No exame físico, por meio de palpação, procuramos por espessamento e pontos de gatilho, bem como edema ou um ombro mais alto do que o outro. Testes ortopédicos de Adson, Halstead, Roos e Wright são úteis, mas nem sempre positivos. Os reflexos são quase sempre normais. A eletroneuromiografia pode acusar neuropatia. Radiografia do ombro e pescoço provavelmente não revelarão muita coisa pertinente ao caso. No exame vascular, observa-se se há presença de sopro subclávio. Mas isso é raro. Angiografia pode ser indicada.
Meio escorregadia, confunde-se muito Síndrome do Desfiladeiro com neurite do plexo braquial, degeneração discal cervical, problemas do ombro, túnel do carpo, compressão do nervo ulnar, síndrome miofascial, ou até com esclerose múltipla, angina e infarto. É, felizmente, mais fácil de tratar do que estas possibilidades. De longe, os sintomas da hérnia de disco são os que mais confundem o clínico.
Síndrome do Desfiladeiro não é tão raro assim. Ocorre bem mais comumente do que se imagina. Mas é uma daquelas afecções que respondem magnificamente a um tratamento de Quiropraxia. As manipulações visam corrigir as disfunções articulares das costelas e das vertebras cervicais. Os escalenos são alongados. A postura e ergonomia são melhoradas. O progresso é excelente, mas pode levar algum tempo.

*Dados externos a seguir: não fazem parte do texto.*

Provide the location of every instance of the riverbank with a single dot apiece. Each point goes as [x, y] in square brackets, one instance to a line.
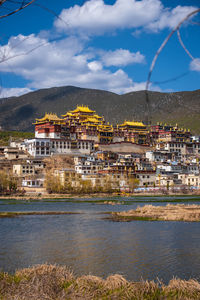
[58, 282]
[37, 196]
[169, 212]
[35, 213]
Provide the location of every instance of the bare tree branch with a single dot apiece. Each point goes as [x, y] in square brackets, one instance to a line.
[156, 57]
[182, 44]
[23, 5]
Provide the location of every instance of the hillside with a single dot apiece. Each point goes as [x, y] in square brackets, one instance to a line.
[18, 113]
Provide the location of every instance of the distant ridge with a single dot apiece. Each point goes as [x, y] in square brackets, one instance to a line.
[18, 113]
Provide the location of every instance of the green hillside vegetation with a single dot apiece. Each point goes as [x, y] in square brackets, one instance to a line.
[19, 113]
[6, 136]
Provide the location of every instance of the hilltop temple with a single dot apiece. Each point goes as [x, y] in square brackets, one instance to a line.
[82, 130]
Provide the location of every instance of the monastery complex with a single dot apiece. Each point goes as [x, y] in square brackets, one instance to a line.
[82, 131]
[119, 157]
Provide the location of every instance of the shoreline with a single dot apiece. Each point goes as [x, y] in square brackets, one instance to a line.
[58, 282]
[93, 195]
[169, 212]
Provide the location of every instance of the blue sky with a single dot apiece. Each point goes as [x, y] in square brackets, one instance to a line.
[98, 44]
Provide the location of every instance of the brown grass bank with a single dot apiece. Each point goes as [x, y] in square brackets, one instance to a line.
[169, 212]
[57, 282]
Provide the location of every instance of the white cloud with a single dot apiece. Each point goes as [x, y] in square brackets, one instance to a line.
[64, 62]
[10, 92]
[170, 18]
[95, 66]
[96, 17]
[195, 65]
[122, 57]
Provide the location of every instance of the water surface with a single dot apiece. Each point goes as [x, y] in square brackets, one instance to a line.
[90, 244]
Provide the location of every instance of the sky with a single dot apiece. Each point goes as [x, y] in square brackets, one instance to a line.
[99, 44]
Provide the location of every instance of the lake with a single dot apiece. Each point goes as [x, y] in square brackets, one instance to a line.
[90, 244]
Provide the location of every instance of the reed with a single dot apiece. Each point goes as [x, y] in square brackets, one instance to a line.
[58, 282]
[169, 212]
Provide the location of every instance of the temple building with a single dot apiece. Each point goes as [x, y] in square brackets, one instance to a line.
[87, 125]
[48, 127]
[169, 133]
[135, 132]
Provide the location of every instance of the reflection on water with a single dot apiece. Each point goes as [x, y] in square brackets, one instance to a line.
[89, 244]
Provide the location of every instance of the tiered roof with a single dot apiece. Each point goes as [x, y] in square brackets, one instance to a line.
[132, 123]
[50, 117]
[79, 109]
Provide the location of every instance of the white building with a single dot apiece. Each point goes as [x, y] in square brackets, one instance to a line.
[45, 147]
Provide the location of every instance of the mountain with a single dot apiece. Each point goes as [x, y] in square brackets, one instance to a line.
[183, 108]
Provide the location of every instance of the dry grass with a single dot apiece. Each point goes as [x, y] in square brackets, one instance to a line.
[48, 282]
[170, 212]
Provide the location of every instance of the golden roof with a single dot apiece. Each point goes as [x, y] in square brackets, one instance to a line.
[97, 116]
[91, 120]
[49, 117]
[129, 123]
[82, 108]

Uso de cortizona pode ser indicado em alguns casos mais extremos. Aplicação de anestesia, toxina botulínica e até cirurgia para bloquear os escalenos são pontos a serem considerados, mas só como último recurso. Afinal de contas, estes músculos têm boa razão de existir. Bloqueá-los daria origem a outros problemas. Tratá-los conservadoramente é sempre melhor.
É só ficar de olho na heurística, usá-la a seu favor e não se deixar levar por ela — essa eterna faca de dois gumes.